İçeriğe geçmek için "Enter"a basın

ntv: ‘Ermeni sorununda tutarlı bir politikamız yok’

Defne Sarısoy

NTV-MSNBC

21 Nisan— ABD Kongresi, Dünya Bankası ve IMF’deki gelişmeleri de izleyen Tuna Köprülü, dört ABD başkanı ile dünyanın pek çok yerini dolaştı. İki ülke arasinda bir bilgi ve dostluk köprüsü oluşturan Köprülü, dünden bugüne Amerika-Türkiye ilişkileri ve yaşamının farklı görevlerde geçen iki ayrı kesiti üzerine sorularımızı yanıtladı.

Defne Sarısoy: Beyaz Saray’da 15 yıl muhabirlik yapmış tek Türk gazeteci olarak bir dönem Türkiye-Amerika ilişkilerine yakından tanıklık ettiniz. Öncelikle, gazetecilik serüveni nasıl başladı ve Washington kapısı size nasıl açıldı?
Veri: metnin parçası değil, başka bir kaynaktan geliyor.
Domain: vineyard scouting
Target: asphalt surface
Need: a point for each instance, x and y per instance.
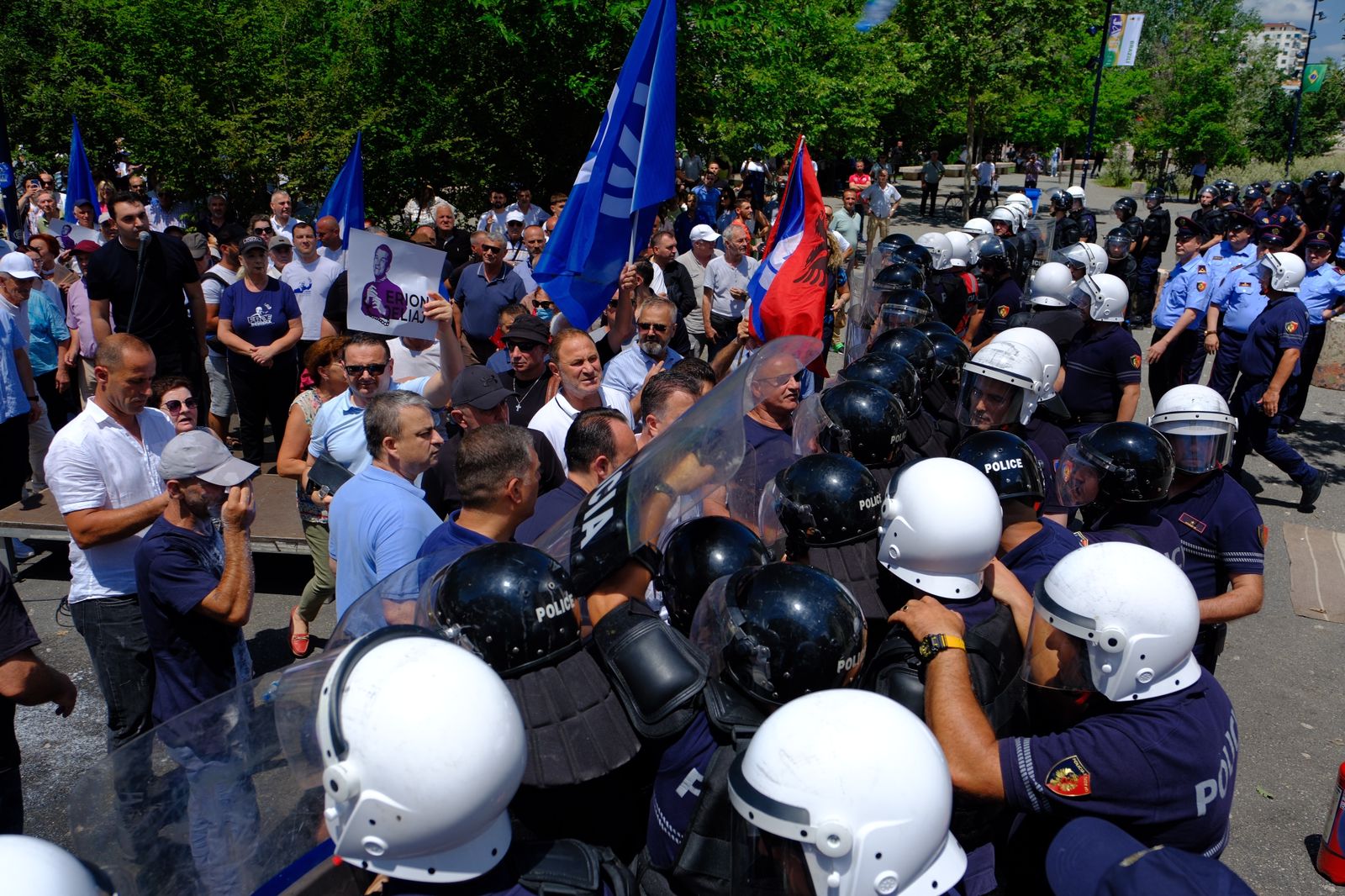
(1284, 673)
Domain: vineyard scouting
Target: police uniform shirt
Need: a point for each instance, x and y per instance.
(1160, 768)
(1241, 300)
(1035, 557)
(1281, 326)
(1321, 289)
(1221, 533)
(1004, 300)
(1100, 363)
(1187, 288)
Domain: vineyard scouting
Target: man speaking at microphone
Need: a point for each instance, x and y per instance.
(136, 284)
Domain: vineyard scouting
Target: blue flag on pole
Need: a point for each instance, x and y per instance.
(80, 183)
(346, 199)
(629, 171)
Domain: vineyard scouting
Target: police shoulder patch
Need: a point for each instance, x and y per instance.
(1069, 777)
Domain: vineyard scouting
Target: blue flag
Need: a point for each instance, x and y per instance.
(80, 183)
(629, 171)
(346, 199)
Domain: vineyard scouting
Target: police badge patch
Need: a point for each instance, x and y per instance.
(1069, 777)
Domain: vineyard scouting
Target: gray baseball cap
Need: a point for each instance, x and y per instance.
(201, 455)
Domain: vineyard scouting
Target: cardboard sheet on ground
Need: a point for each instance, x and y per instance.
(1316, 572)
(390, 282)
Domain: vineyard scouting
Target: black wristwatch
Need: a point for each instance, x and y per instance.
(934, 645)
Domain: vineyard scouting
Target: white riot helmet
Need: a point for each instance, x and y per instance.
(978, 228)
(1102, 296)
(1051, 286)
(1286, 271)
(941, 528)
(939, 246)
(419, 790)
(1044, 347)
(34, 865)
(963, 249)
(1001, 387)
(1199, 427)
(1118, 619)
(876, 822)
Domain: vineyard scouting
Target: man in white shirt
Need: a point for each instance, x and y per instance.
(103, 468)
(311, 277)
(576, 362)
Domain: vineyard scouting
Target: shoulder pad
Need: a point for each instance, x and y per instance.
(654, 669)
(569, 868)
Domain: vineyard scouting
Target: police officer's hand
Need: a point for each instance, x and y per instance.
(927, 616)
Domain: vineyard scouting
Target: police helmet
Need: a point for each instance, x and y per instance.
(780, 631)
(820, 501)
(1126, 205)
(867, 423)
(911, 345)
(1008, 461)
(699, 552)
(1118, 244)
(511, 606)
(950, 354)
(894, 373)
(1116, 463)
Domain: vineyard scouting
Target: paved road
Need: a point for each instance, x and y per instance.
(1284, 673)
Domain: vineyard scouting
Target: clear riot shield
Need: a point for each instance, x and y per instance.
(206, 802)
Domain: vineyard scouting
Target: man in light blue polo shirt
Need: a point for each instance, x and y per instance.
(340, 427)
(627, 373)
(380, 519)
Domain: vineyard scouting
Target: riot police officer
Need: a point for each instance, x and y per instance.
(1029, 546)
(773, 634)
(1221, 532)
(1116, 475)
(1111, 627)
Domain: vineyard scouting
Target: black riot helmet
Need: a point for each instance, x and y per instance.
(1008, 463)
(1116, 463)
(780, 631)
(918, 256)
(511, 604)
(867, 423)
(894, 373)
(911, 345)
(950, 354)
(699, 552)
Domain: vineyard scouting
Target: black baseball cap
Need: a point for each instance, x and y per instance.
(479, 387)
(529, 329)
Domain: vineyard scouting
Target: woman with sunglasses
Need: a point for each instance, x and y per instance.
(323, 363)
(174, 398)
(260, 323)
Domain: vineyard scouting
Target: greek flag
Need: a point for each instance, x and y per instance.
(629, 171)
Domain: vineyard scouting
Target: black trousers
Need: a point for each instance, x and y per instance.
(262, 396)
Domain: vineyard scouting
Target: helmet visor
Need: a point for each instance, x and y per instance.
(988, 403)
(1055, 660)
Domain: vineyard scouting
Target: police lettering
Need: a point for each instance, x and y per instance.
(555, 609)
(1217, 788)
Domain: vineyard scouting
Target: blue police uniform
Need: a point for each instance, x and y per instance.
(1322, 288)
(1221, 535)
(1239, 299)
(1187, 289)
(1161, 768)
(1281, 326)
(1100, 361)
(1037, 556)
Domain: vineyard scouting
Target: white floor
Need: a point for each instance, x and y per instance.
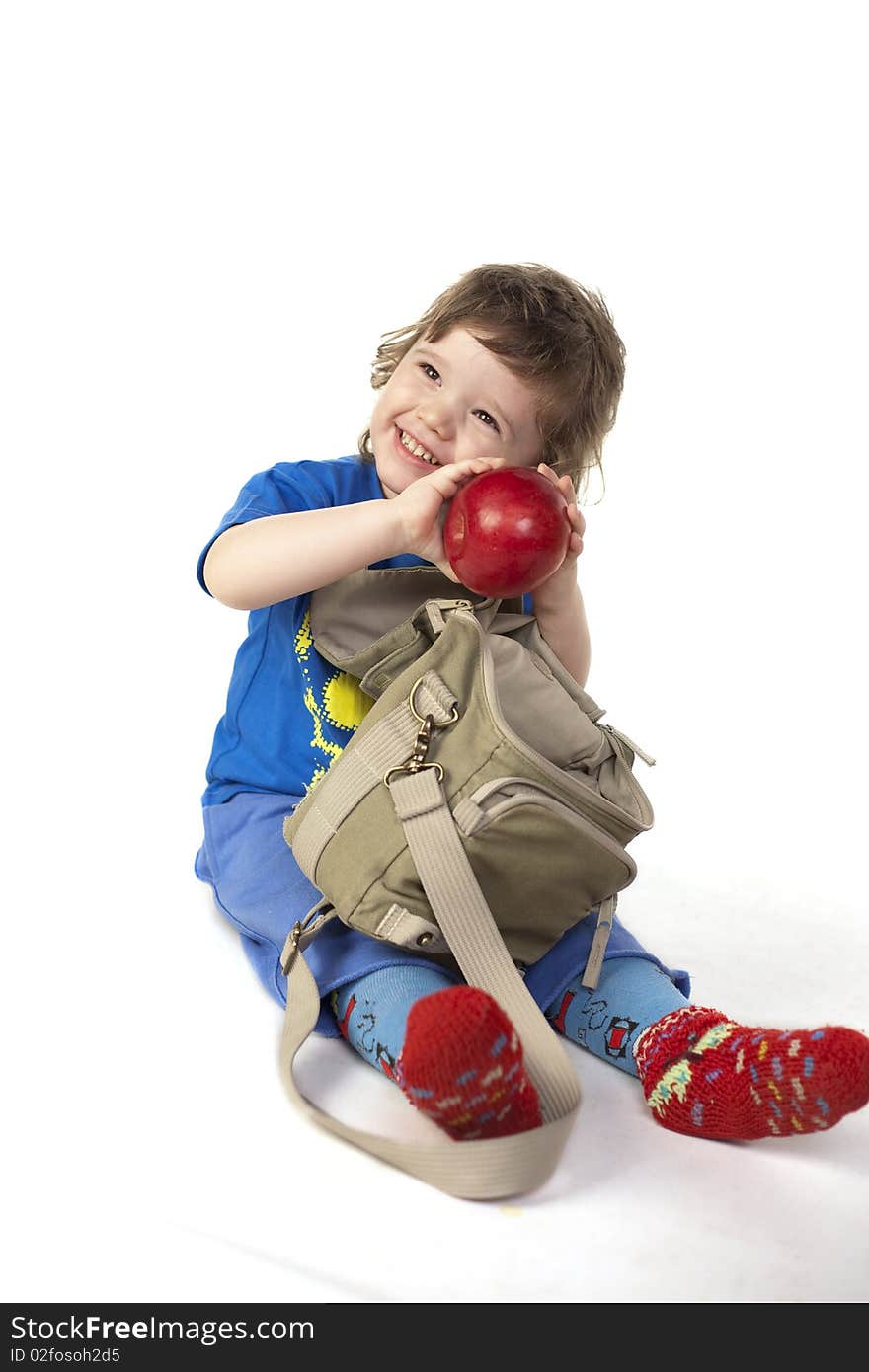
(198, 287)
(158, 1160)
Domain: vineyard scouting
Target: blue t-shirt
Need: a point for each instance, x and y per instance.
(288, 711)
(288, 714)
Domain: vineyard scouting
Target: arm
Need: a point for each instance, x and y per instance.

Tuna Köprülü: Türkiye’nin dış dünyada biliyorsunuz sorunları hiç eksik olmaz. Benim gazeteciliğe başladığım dönemde de, bizim başımızda çok büyük bir sorun vardı. Kıbrıs’a çıkartma yaptığımız için Amerikan Kongresi, 28 Şubat 1975’te Türkiye’ye bir silah ambargosu uygulamaya karar vermişti. Ben bunu duyduğum zaman çok üzüldüm. Eşim de Amerika’ya bir diplomat olarak gittiği halde, sonra işinden istifa etmek zorunda kalmıştı. Dolayısıyla hiç bir şekilde yapabileceğimiz bir şey yok zannederken, bir gün kalktım ve Amerika’nın dört yılda bir başkan adayını seçtiği kongrelerden birine gitmeye karar verdim. Ve bir arkadaşıma telefon ederek, bana bir kart bulmasını rica ettim. Amacım şuydu: Oradaki kongre üyeleri ve en üst düzeyde Amerikalı yöneticilerle konuşursam, belki Türkiye ile ilgili biraz daha bilgi alma ve bu işi araştırma imkanı bulurum diye düşünüyordum. Öyle bir iç güdüyle başladım. Fakat umduğum gibi olmadı, arkadaşım bana davetiye bulamadı ama bir ipucu verdi: ” Kendine bir basın kartı elde et, her kapıyı açarsın” dedi ve öylece başladık.

Defne Sarısoy: Sizin Washington’da görev yaptığınız 1976-1991 yılları arasındaki süreçle 2000’li yılları karşılaştırdığımızda, Türk-Amerikan ilişkilerinde ne gibi değişiklikler var? Olumlu yönde geliştiğini söyleyebilir miyiz?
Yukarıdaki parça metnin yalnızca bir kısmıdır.